ZIMBABWE will likely miss the June 17 International Telecommunications Union (ITU) deadline to migrate from analogue to digital television broadcasting, media analysts have warned.
By PAIDAMOYO MUZULU
With only about three weeks left before the deadline, there are frantic efforts to partially comply by digitising the three transmitter stations at the border areas.
According to the Broadcasting Authority of Zimbabwe (BAZ), putting together the digitisation programme will cost over $125 million.
Digitisation is generally defined as broadcasting in digital format rather than the analogue which Zimbabwe has been using. The migration enables signals not to go across borders as spill overs or interfere with reception in neighbouring countries.
Digitisation will also result in the opening of the airwaves as digital broadcasting allows signals to be compressed and that potentially could give Zimbabwe up to 80 broadcasting channels, according to the ministry.
Misa-Zimbabwe broadcasting and ICT officer Koliwe Nyoni said digitisation would mean that families with old television sets that are not digital compliant will not be able to watch television unless they get set top boxes (decoders) specifically made to decode ZBC signals or channels.
“In simple terms, those with older television sets will not be able to access the reception unless they get set top boxes,” Nyoni said.
In the past week the Information, Media and Broadcasting Services ministry told parliament that ZBC and Transmedia were working on immediately making three transmitter sites in Mutare, Kamativi and Nyanga digital compliant and households in the areas would receive set top boxes to allow them to watch Ztv.
Zimbabwe has a total of 24 transmitter sites across the country.
Nyoni said the development would result in Zimbabwe having two concurrent types of broadcasting — analogue and digital.
“The ministry is speaking of dual illumination, which means that some households will continue to receive analogue frequency while the three transmitter sites of Mutare, Kamativi and Nyanga will be digital,” she said.
The Broadcasting Authority of Zimbabwe chief executive officer Obert Magunyura has since made it public that they have entered into an agreement with a Chinese company, Huawei, for the sourcing of the digital broadcasting equipment and supply of top set boxes.
Media, Information Communication and Technology Parliamentary Portfolio Committee member Kindness Paradza said government confirmed the acquisition of the top set boxes.
“The government has acquired 400 000 top set boxes from Huawei which will be sold to households at $20 apiece for them to be able to receive ZBC signal,” Paradza said.

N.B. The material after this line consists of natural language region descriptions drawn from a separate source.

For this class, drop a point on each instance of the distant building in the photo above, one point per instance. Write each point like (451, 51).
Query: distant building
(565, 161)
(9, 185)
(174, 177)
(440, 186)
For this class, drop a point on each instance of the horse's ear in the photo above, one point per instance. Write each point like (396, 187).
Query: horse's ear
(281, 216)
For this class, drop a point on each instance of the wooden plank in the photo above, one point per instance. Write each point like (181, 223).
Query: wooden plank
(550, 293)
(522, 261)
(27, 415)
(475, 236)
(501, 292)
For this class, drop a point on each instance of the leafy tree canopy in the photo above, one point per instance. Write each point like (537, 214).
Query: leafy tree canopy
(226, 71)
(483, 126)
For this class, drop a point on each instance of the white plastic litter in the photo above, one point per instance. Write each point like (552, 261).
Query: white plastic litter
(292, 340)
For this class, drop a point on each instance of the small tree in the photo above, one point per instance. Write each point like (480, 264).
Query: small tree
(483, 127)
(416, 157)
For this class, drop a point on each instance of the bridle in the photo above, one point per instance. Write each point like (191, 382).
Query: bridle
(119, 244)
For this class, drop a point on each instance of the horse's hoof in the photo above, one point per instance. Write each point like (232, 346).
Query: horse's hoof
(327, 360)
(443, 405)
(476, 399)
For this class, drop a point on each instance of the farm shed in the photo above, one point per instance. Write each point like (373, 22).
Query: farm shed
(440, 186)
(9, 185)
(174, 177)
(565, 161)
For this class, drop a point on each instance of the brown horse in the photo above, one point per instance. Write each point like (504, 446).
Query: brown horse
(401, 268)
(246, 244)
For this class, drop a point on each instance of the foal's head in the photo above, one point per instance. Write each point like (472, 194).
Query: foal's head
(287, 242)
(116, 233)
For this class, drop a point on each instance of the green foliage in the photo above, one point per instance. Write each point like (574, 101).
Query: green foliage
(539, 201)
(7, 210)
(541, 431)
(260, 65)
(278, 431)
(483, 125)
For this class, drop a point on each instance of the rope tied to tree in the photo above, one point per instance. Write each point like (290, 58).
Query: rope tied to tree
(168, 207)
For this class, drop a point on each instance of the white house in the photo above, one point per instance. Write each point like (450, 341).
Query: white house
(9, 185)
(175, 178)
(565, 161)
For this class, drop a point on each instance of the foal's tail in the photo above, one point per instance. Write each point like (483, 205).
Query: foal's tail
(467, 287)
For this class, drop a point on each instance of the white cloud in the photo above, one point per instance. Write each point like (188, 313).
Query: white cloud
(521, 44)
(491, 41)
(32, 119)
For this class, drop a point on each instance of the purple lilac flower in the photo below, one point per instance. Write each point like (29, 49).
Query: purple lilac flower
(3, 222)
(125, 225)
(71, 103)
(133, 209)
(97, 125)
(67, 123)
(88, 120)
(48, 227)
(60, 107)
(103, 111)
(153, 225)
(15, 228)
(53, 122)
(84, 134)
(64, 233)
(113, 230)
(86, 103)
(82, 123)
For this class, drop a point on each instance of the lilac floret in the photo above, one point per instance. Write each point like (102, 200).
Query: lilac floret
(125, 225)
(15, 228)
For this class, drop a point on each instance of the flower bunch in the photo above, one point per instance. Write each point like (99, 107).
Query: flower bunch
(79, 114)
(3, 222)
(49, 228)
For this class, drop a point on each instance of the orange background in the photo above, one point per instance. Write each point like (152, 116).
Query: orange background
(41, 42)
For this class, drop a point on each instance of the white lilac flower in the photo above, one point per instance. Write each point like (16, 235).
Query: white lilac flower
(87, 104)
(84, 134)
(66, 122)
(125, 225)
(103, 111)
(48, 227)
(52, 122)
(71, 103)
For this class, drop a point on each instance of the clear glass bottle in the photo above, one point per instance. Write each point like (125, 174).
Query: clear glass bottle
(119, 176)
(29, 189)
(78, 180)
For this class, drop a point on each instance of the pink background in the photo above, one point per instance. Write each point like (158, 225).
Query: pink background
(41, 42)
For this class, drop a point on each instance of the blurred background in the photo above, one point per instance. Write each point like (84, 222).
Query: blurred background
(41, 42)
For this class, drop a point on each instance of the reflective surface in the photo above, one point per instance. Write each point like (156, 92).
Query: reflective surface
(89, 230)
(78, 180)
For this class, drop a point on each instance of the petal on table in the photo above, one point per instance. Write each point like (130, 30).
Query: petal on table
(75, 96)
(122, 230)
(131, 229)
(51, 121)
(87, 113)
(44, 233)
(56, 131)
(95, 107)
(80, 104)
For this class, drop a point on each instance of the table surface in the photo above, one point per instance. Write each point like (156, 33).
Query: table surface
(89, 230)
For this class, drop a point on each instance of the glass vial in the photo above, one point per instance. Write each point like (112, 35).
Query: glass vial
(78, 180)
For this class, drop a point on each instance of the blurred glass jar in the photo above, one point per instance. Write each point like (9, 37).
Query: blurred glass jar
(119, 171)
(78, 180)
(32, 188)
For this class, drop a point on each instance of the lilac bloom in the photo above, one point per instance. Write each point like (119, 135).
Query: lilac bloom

However, it remains unclear how the licence fee regime will be implemented now that there would be two classes of the audience, those with digital reception and those who will remain on analogue until the whole country is digitised.
Nyoni said the government should come out clearly on these matters to the members of the public.

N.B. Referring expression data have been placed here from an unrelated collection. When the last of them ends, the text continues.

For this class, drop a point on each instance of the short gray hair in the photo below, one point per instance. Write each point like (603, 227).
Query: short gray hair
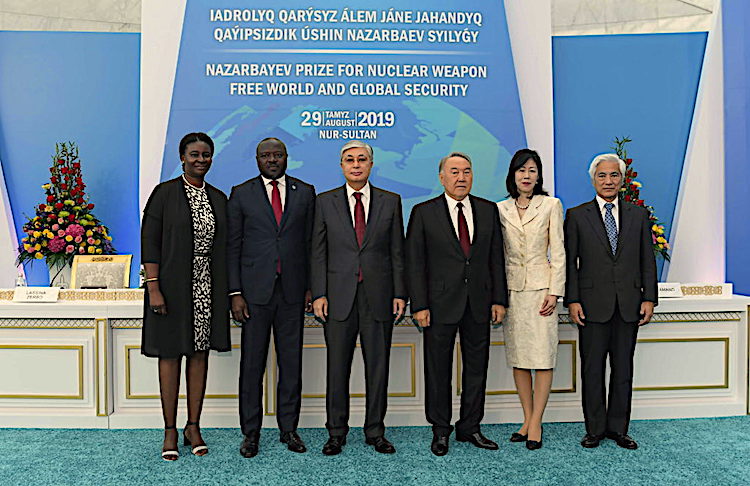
(607, 158)
(356, 144)
(453, 154)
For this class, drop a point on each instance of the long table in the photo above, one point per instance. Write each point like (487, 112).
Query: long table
(77, 363)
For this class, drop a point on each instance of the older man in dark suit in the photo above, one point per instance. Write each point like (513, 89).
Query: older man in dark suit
(270, 225)
(611, 290)
(456, 269)
(358, 285)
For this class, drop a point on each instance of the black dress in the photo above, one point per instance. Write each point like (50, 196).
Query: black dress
(195, 291)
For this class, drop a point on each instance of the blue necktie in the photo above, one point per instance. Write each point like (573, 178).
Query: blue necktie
(611, 226)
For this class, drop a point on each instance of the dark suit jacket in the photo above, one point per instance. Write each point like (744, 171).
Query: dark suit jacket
(256, 242)
(441, 278)
(336, 256)
(167, 239)
(597, 279)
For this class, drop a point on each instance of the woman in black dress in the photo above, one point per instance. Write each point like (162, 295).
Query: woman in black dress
(186, 307)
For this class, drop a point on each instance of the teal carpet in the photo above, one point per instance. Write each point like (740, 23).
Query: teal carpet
(679, 452)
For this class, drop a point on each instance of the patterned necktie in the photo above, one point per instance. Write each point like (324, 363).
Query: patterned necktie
(276, 205)
(463, 231)
(359, 223)
(611, 226)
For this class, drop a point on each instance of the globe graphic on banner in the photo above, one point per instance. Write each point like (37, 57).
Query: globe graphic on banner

“The country remains in the dark as to what will happen. Will those remaining on analogue still be forced to pay for ZBC licences or will those who migrate to digital be asked to pay a monthly subscription, and if so, how much?” she asked.
The KMPG audit report on ZBC that also looked into digitisation says: “Conditional access will only allow pay TV for both ZBC and private broadcasters and the spectrum manager will collect subscriptions and remit them to the various broadcasters at the pre-agreed rates.”

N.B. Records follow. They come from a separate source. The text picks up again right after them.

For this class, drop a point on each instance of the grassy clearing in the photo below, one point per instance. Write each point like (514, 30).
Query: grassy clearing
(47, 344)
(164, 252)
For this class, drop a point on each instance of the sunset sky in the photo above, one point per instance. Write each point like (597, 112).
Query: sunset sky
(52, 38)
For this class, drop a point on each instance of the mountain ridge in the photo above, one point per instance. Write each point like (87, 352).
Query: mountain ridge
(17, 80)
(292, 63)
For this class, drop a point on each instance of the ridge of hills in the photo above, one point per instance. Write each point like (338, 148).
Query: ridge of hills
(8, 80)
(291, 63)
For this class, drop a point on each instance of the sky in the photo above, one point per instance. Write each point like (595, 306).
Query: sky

It then suggested: “The $3 dollars [monthly] is a basic viewers’ fee for all viewers that entitles them to watch two basic ZBC channels.”
Nyoni however criticised the government for implementing the digitisation project without informing the general public on the processes.
“In other countries like Mozambique, it had massive publicity and awareness campaigns to inform the public about the processes and what they should do if they have to continue receiving signals,” she said.
With slightly over three weeks before the migration, the Zimbabwean public has no idea what is happening as the government plods along without caring to communicate. It remains to be seen how smooth the crossover will be.
According to BAZ, the digitisation process will see the setting up of High Definition (HD) television studios, five radio transmission studios, six digital content production facilities, satellite signal distribution, six national FM transmission networks, as well as a conditional access system and subscriber management receiver control.